Cosmic Horror, largely influenced by the weird fiction (actually a genre classification, not a judgement - mostly) of Howard Phillip Lovecraft, focuses less on gore and terror and more on the fact that our world is merely the plaything of ancient gods and monsters who can not only destroy us with little effort, but probably wouldn't care if they did. Generally when characters in a Cosmic Horror story figure this out, they go incurably insane.
American Elsewhere follows an ex cop named Mona Bright, who discovers at the reading of her stepfather's will that part of his estate includes a house previously owned by Mona's mother, and it exists in a small town called Wink, New Mexico.

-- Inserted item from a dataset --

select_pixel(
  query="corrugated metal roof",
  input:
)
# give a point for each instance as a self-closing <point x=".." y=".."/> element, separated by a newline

Unfortunately for Mona, Wink does not appear on any map, and she has a week to claim the home before it reverts to municipal ownership. Finding her way into the town, Mona finds a curiously perfect city, with any number of strange rules (actually, this is not dissimilar to Welcome to Night Vale - only really not played for laughs) such as no one can go out after dark, certain questions cannot be asked and certain buildings cannot be entered.
Also there some sort of demon in a rabbit mask no one is supposed to talk about.
Although topping six-hundred pages, the novel moves along a quite a nice clip and definitely kept me interested. Definitely worth a look!